Se essa é a única rolagem que realmente temos e a única coisa com real caráter decisório no jogo a quantidade de dados é muito relevante. Quanto mais dados mais chances de conseguirmos um “6”. A quantidade de dados depende de alguns fatores e o principal deles é o próprio personagem. Cada personagem sobrevivente que Assume Risco tem direito a rolar pelo menos 4d6 (à não ser o personagem Sobrevivente Indefeso, que concede 2d6 à quem o ajudar) quando o risco estiver relacionado ao perfil do seu personagem (o Astuto com uso de ferramentas e mecanismos e o Perigoso com uso de armas de fogo, por exemplo). Além disso, conforme o tipo de ação que o personagem realiza ao Assumir Riscos, ele pode adicionar à sua rolagem dados uma quantidade igual ao número de sobreviventes que estão com ele. Essa mecânica de rolagem (com média de 4 dados) faz com que o personagem sempre tenha uma considerável chance de atingir seu objetivo desde que consiga criativamente enquadrar sua ação dentro do seu perfil de sobrevivente. Isso parece fácil demais para a condução segura do sobrevivente, mas não é... e isso por causa do Medo.


Aliado à esse pool de dados temos a regra do Medo. Ora, estamos em uma aventura de horror! Quando o jogo começa você tem “1” de Medo e conforme a aventura se desenrola sua resistência psicológica é testada, elevando esse valor sempre que o personagem for confrontado com algo perturbador. O valor desse Medo é representado por dados da sua rolagem (normalmente dados de cor diferente) que, embora possibilitem que o jogador narre sua ação quando tirar algum “6”, sempre que o jogador tiver que usar um “6” de um dado de medo, ele terá que narra uma ação egoísta ou pensando em si. O uso dos dados de medo cria no jogo uma forma de dinamizar a dramaticidade algumas vezes alheio ao personagem em si – ele consegue algo, mas com custos e esses custos recairão sobre o grupo.

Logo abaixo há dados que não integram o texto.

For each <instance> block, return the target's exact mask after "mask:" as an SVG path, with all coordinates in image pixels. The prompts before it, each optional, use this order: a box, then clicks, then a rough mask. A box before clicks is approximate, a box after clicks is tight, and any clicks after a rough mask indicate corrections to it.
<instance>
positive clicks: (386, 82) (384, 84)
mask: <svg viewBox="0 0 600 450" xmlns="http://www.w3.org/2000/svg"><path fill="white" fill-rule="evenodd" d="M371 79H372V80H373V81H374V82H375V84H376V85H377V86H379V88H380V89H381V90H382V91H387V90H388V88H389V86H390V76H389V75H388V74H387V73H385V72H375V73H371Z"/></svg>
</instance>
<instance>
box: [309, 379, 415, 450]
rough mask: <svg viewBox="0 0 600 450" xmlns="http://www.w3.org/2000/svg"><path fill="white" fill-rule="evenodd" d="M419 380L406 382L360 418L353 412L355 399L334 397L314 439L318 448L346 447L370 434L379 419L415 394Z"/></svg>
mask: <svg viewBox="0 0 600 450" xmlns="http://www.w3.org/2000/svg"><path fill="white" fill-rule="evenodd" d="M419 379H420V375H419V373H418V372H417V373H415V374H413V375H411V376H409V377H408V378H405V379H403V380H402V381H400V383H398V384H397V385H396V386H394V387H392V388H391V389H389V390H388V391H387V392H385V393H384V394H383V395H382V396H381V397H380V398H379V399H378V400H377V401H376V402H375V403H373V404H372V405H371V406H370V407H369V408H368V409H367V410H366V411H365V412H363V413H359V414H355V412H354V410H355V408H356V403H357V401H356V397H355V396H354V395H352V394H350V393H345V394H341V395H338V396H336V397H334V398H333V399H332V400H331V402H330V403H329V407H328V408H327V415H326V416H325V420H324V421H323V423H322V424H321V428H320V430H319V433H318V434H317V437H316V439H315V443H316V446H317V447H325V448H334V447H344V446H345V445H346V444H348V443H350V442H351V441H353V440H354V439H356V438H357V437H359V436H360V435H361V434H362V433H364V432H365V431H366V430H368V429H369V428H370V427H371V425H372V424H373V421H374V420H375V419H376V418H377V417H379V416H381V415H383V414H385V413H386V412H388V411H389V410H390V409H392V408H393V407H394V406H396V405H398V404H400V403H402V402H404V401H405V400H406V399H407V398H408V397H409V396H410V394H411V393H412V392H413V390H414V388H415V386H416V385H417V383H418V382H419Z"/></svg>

Por fim temos a maravilhosa lógica do Relógio Zumbi. Nós, rpgistas de sistemas variados, estamos acostumados com uma noção abstrata e variável de tempo durante as sessões. The Shotgun Diaries tem uma noção diferente disso, representando o andamento da sessão, quanto suprimentos ainda restam e pelo inevitável encontro com os zumbis. À cada dez minutos (tempo real principalmente quando em momentos de inatividade) o relógio anda em 1, representando a passagem de um dia. Esse número representa quantos zumbis estão prestes à entrar e a diminuição de 1 de nossos suprimentos. O gerenciamento do relógio zumbi permite ao mestre decidir quando o refúgio dos sobreviventes estará comprometido ou sem recursos, os obrigando à arriscarem-se à procura de um novo refúgio ou de novos suprimentos.

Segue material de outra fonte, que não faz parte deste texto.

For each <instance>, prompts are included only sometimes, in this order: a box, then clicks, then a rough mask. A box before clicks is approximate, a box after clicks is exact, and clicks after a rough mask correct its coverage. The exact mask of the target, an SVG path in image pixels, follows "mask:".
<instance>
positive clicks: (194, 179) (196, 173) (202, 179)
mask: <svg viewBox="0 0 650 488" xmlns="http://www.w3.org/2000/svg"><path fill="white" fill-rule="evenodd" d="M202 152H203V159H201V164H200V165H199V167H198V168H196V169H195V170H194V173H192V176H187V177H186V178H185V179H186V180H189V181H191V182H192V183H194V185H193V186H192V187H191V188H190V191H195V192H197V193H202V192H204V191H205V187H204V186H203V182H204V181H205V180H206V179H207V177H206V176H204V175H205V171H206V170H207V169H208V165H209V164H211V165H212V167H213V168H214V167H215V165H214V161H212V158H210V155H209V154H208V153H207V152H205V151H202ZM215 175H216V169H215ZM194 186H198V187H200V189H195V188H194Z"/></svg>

Ao final da sessão há um Diário onde é escrita uma nota pelo sobrevivente. Cada nota diminuirá 1 em seu nível de medo e à cada nota uma ‘verdade’ poderá ser dita pelo sobrevivente, verdade essa que será agregada ao jogo – “descobri que os zumbis não enxergam bem na chuva” ou “a sobrevivente ‘tal’ é muito bom em encontrar comida”, por exemplo – e que lhe concederá (à ele ou ao sobrevivente citado) um bônus de 1d sempre aquela situação ocorrer.

Esse é o grosso deste maravilhoso jogo. Há alguns outros elementos interessantes como a forma como os refúgios são categorizados e quanto suprimentos os sobreviventes encontram ou como os usam, e também os personagens que podem se tornar zumbis, mas o que realmente importa é o que foi apresentado anteriormente.


Análise
The Shotgun Diaries é um excelente RPG em vários níveis. A sua simplicidade tanto em mecânica quanto em condução são um elemento que muito me agrada. Sou adepto sim de jogos com centenas de páginas de regras, mas não por isso desdenhe da sua simplicidade.

À César o que é de César. RPGs narrativos têm como seu principal mote a dinâmica compartilhada, por um lado, e o dinamismo, por outro. Tentar levar esses dois pontos juntamente com um conjunto de regras e mecânicas complexas e passíveis de centenas de exceções seria uma contradição. John Wick encontrou o ponto de equilíbrio perfeito entre sistema e narração compartilhada que faz com que o jogo se desenrole velozmente, como uma aventura de terror tem de ser, ao mesmo tempo que com fluidez.


As características desse RPG o tornam perfeito para mestres iniciantes no hobby (e não só para iniciantes na mecânica de narrativa compartilhada). A leveza de condução da história aliada mais à um eixo central, permite que à qualquer momento se saia e se retorne sem qualquer problema para o mestre novato. O uso da lógica e do bom senso, ao invés de métricas, tabelas e páginas de recursos, permite ao mestre novato mais segurança e naturalidade na criação e condução da aventura. É lógico que o mestre ainda precisa de certo preparo da aventura e principalmente de elementos de inspiração, mas é muito mais simples para ele manter a linha do jogo.

Ao mesmo tempo ele não é um jogo perfeito apenas para novatos. O mestre experiente encontrará em TSD um RPG perfeito para quebrar a rotina de jogos mais longos e prolixos. A facilidade em criar a história e as conduzir serve muito bem para que algumas sessões desse RPG sirvam como ínterim de campanhas de outros sistemas.

Voltando ao tema do bom senso temos que fazer dois alertas. Primeiramente, este é um RPG de horror e como tal é importantíssimo que os jogadores ‘comprem’ a ideia. Jogos de horror/terror onde os jogadores desestabilizam a ambientação e a sensação coletiva, tornam a experiência irrisória. Claro que momentos que encenem descontração ou alívios cômicos podem acontecer, mas pensem que o ambiente é de terror e que a morte espreita à cada sombra.

O segundo alerta é que narrativas compartilhadas são uma forma incrível de jogar RPG e minhas experiências têm sido maravilhosas (tanto pelo incrível mestre que temos, quanto pelo maravilhoso grupo que divide a mesa comigo). Ao mesmo tempo a linha que separa a diversão e o insucesso é tênue. Falta de bom senso de um dos jogadores em sua narrativa pode levar à resultados péssimos. Compartilhar narrativas é compartilhar responsabilidades pela diversão de todos e deve ser encarado dessa forma.


Quanto à apresentação de The Shotgun Diaries a Buró Brasil–Redbox nos entrega um produto de primeiríssima qualidade. A caixa é charmosa e cheia de estilo e, principalmente, é do mesmo design e tamanho das outras caixas de produtos da editora (adoro isso). Todo o material é colorido e em ótimo material. Os dados (vermelhos e verdes) são um pouquinho simples, mas mesmo assim estão no tom perfeito com o resto do material. As fichas, o relógio zumbi e os contadores são grossos, resistentes e com fino acabamento. Ou seja, material durável, resistente e bonito... o que poderíamos querer?

Procure pelo seu The Shotgun Diaries e jogue sem medo, com toda a certeza ele lhe garantirá muitas sessões de diversão... e medo!